[One of the drawings I did for Seth Godin’s latest book, “The Dip”.]
Social Objects and Homeless People
So I’ve been thinking some more about Jyri’s Five Principles of Social Objects, especially how they apply to gapingvoid:
1. You should be able to define the social object your service is built around.
In gapingvoid’s case, that would be the cartoons for the most part. The straight writing part I’m less concerned about.
2. Define your verbs that your users perform on the objects. For instance, eBay has buy and sell buttons. It’s clear what the site is for.
The verb that springs to mind is “share”. Not only do people re-publish them on their blogs, they’re also allowed to upload them onto other media for free: posters, t-shirts, stickers, whatever works for them. My licensing terms are pretty open.
3. How can people share the objects?
The key word here is “re-publish”. Microsoft’s Steve Clayton is probably the most well-known of my “re-publishers”, as he’s always using the Blue Monster cartoon for different things.
4. Turn invitations into gifts.
Again, the Blue Monster cartoon would serve as a good example. Microsoft employees hand out Blue Monster schwag as an invitation to start a conversation about Microsoft. The Blue Monster’s main function is not about the message, the Blue Monster is about the social gesture.
5. Charge the publishers, not the spectators.
D’accord. The people who put the cartoons on their business cards are doing the paying, not the people receiving them.
Somewhere along the line I figured out the easiest products to market are objects with “Sociability” baked-in. Products that allow people to have “conversations” with other folk. Seth Godin calls this quality “remarkablilty”.

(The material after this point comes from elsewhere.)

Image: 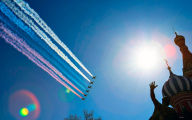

For example: A street beggar holding out an ordinary paper cup cup won’t start a conversation. A street beggar holding out a Starbucks cup will. I know this to be true, because it happened to me and a friend the other day, as we were walking down the street and a guy asked us for some spare change. Afterwards, as we were commenting about the rather sad paradox of a homeless guy plying his trade with a “luxury” coffee cup, my friend said, “Starbucks should be paying that guy.”
Actually, my friend is wrong. Starbuck’s doesn’t need to be paying the homeless guy. Because Starbucks created a social object out of a paper cup, the homeless guy does their marketing for free, whether he knows it or not.
Although I suspect he does. I suspect somewhere along the line the poor chap figured out that holding out a Starbucks cup gets him more attention [and spare change] than an ordinary cup. And suddenly we’re seeing social reciprocity between a homeless person and a large corporation, without money ever changing hands. Whatever your views are on the plight of homeless people, this is “Indirect Marketing” at its finest.
And of course, the way I market my cartoons and my other various enterprises is not all that dissimilar…
[Bonus Link:] A wonderfully thought-provoking podcast interview of Seth Godin. Disclosure: He kindly gives me a brief mention about 23.15 minutes into it.
But what if I fail? Oh, another cliché quote coming on; to paraphrase : “Reach for the stars. You may not get one, but you’ll come up with more than a handful of mud.”
The Starbucks cup inspired two reactions in me. Firstly (and I’m not proud of this) I thought “well if he can afford to get coffee at Starbucks, he’s not doing too bad”. But then I realised that subliminally the coffee cup was reinforcing the idea that my change would go towards coffee rather than alcohol or worse. Now if he held out a receptacle that looked like a little house maybe…
I don’t know if that is the most offensive or audacious or brilliant blog post i’ve ever read.
It may be me, but if it’s the cartoons which are the social objects then what does it mean when the writing appear to be about something completely unrelated?
I’ve had a go at applying Jyri’s 5 principles too.
“And suddenly we’re seeing social reciprocity between a homeless person and a large corporation,”
Bit of a stretch, isn’t it? Shouldn’t you *ask* the guy if he really does make more with the Starbucks cup before you fly off drawing further conclusions based on “I suspect he does”
I agree that the Starbucks cup made you pay more attention than a plain white cup would – which is what companies pay advertising companies HUGE bucks for. How many times have you watched a commercial and sit and wonder what the heck it was all about – but the point is, you were still thinking about it after it was over.
of course thinking about a homeless guy after you are past him doesn’t do HIM any good unless you plan to mail him a check. Just an interesting tangent.